A Single Dose of Ginkgo biloba Extract Induces Gene Expression of Hypothalamic Anorexigenic Effectors in Male Rats

Abstract

Previous studies have shown that Ginkgo biloba extract (GbE) reduces food intake and body mass gain and regulates proteins related to lipid metabolism in obese rats. In ovariectomized rats, GbE restored the hippocampal and hypothalamic serotonergic system activity, favoring the spontaneous feeding decrement. Considering the promising hypophagic effect of GbE, this study aimed to investigate the effect of a single acute dose on hypothalamic pathways that regulate feeding behavior in male rats. Four-month-old Wistar male rats received either a single acute oral GbE dose (500 mg/kg) or vehicle. Food intake and body mass were measured after 1, 4, 12, and 24 h. Rats were euthanized, and hypothalami were removed for mRNA quantification of anorexigenic (POMC/CART) and orexigenic (AgRP/NPY) neuropeptides, leptin/serotonin receptors (5HT1A, 5HT1B, 5HT2C), and serotonin transporters. We also investigated POMC, 5-HT1B, and 5-HT2C protein levels. A single acute GbE dose induced the hypothalamic POMC, CART, and 5-HT2C gene expression but failed to modify orexigenic effectors. No alterations in food intake, body mass, and hypothalamic protein levels were observed. In summary, the present findings demonstrate the rapid stimulation of pivotal hypothalamic anorexigenic pathways in response to a single GbE administration, reinforcing the GbE hypophagic activity. However, more studies are necessary to evaluate its potential as an appetite modulator.

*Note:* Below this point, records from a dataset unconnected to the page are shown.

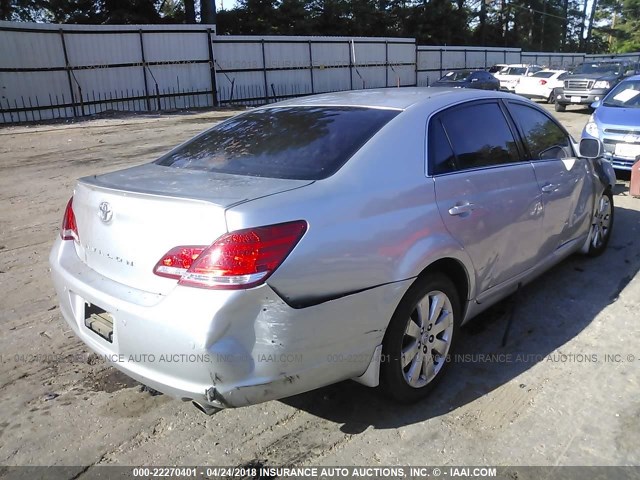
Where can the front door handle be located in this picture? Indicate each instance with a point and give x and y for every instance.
(461, 209)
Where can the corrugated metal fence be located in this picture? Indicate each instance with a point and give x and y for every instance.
(53, 71)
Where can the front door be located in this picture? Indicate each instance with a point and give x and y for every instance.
(488, 197)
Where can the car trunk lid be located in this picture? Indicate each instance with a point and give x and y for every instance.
(129, 219)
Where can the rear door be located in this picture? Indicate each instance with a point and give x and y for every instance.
(488, 198)
(564, 180)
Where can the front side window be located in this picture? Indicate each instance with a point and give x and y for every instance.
(477, 135)
(303, 143)
(543, 137)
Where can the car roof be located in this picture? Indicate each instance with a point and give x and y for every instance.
(392, 98)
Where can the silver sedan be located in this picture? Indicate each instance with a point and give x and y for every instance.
(332, 237)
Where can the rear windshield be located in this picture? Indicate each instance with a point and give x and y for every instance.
(456, 76)
(603, 68)
(304, 143)
(543, 74)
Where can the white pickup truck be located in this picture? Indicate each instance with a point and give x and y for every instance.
(511, 75)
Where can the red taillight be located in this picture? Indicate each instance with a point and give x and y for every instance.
(240, 259)
(69, 228)
(177, 261)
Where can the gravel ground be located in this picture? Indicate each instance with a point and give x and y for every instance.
(554, 397)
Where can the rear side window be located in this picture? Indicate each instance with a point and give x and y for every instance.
(306, 143)
(542, 136)
(477, 134)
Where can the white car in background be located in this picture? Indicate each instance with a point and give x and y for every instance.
(510, 76)
(540, 85)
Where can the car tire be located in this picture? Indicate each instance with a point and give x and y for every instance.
(420, 338)
(602, 224)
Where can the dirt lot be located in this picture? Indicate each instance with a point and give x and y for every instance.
(556, 400)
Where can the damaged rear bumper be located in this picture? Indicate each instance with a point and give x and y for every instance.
(224, 348)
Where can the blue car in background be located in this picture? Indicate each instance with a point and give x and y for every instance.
(616, 121)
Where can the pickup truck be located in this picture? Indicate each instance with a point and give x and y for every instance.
(591, 81)
(510, 75)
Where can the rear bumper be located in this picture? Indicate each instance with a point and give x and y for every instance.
(533, 96)
(224, 348)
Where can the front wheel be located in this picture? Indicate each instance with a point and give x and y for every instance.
(419, 339)
(601, 225)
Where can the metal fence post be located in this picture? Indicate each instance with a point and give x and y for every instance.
(350, 66)
(264, 70)
(68, 69)
(386, 63)
(212, 68)
(144, 71)
(311, 67)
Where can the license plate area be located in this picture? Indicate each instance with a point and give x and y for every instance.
(98, 321)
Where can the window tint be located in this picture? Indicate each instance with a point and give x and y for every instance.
(307, 143)
(543, 137)
(440, 153)
(479, 135)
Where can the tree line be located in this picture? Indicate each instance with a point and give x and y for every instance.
(592, 26)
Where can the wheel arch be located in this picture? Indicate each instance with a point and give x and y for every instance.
(459, 275)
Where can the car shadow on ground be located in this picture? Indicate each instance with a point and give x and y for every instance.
(546, 314)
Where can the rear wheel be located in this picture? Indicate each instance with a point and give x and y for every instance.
(602, 224)
(419, 339)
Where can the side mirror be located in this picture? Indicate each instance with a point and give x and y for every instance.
(591, 148)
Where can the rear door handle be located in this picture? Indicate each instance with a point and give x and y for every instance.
(461, 209)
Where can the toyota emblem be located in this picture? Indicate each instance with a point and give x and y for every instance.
(104, 212)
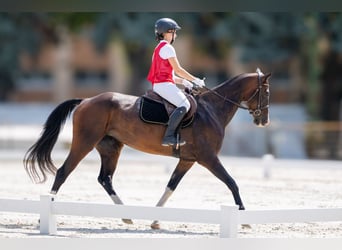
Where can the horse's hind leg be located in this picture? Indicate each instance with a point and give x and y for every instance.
(109, 149)
(177, 175)
(76, 154)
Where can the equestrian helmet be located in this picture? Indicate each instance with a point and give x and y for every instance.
(165, 25)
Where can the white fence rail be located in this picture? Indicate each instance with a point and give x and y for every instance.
(229, 217)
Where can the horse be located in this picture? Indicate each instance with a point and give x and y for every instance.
(110, 120)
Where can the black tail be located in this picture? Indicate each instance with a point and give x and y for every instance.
(40, 152)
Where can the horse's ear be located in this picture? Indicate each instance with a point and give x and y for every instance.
(267, 75)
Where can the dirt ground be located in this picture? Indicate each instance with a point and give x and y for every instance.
(141, 179)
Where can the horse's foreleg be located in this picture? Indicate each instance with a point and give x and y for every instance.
(219, 171)
(180, 170)
(110, 149)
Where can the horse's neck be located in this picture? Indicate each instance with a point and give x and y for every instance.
(219, 99)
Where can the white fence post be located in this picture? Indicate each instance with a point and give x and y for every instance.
(47, 218)
(229, 221)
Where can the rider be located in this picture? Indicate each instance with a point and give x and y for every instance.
(162, 76)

Keywords: food intake GbE; hypothalamic neuropeptides; serotonergic system.

Figure 1

Relative mRNA levels of the hypothalamic neuropeptides: POMC (a), CART (b), NPY (c), and AgRP (d) of Control (n = 5–6) and Ginkgo biloba (GbE; n = 5–6) groups analyzed by RT-qPCR. ** p < 0.01, *** p < 0.001.

Figure 2

Relative mRNA levels of the serotonin receptors and serotonin transporter: 5-HT1A (a), 5-HT1B (b), 5-HT2C (c), and 5HTT (d) of Control (n = 5–6) and Ginkgo biloba (GbE; n = 5–6) groups analyzed by RT-qPCR. * p < 0.05.

Figure 3

Relative mRNA levels of the leptin receptor (LEPr) in the hypothalamus. Control (n = 6) and Ginkgo biloba (GbE; n = 6) groups analyzed by RT-qPCR.

Figure 4

Hypothalamic protein expression. POMC (a), 5-HT1B (b), and 5-HT2C (c) of control (n = 4–6) and Ginkgo biloba (GbE; n = 6) groups.

Figure 5

Schematic diagram of the effect of GbE on energy homeostasis. Current results show the GbE effects on hypothalamic anorexigenic pathways, such as increasing the gene expression of 5-HT2C receptor and POMC/CART neuropeptides in normal male rats. The modulation of serotonergic pathways by GbE was also observed in ovariectomized rats with the reduction of the hypothalamic serotonin transporter (5-HTT), restoring the extracellular serotonin (5-HT) levels in the ventromedial hypothalamus as well as re-establishing the hippocampal levels of 5-HT1A and 5-HT1B serotonin receptors. This hippocampal activity together with the decrease in oxidative stress is likely involved in the improvement of depressive- and anxious-like behaviors observed in ovariectomized rats. Additionally, all these central modulations of GbE might have led to the reduction of food intake and body mass in both ovariectomized rats and diet-induced obese male rats. GbE hippocampal activity increased the leptin receptor levels, which participate in the negative feedback of feeding behavior and thus may be involved with the GbE hypophagic effect. Moreover, the GbE central effects might have also favored other responses previously described in diet-induced obese rats, such as the regulation of proteins involved in lipid metabolism, inflammation, and oxidative stress in the retroperitoneal fat depot, as well as the increase of insulin signaling and sensitivity, observed in both the white adipose tissue and gastrocnemius muscle. GbE also reduced the visceral adiposity with a decrease of adipocyte volume, synthesis, and incorporation of fatty acid into triacylglycerol in epididymal adipose tissue.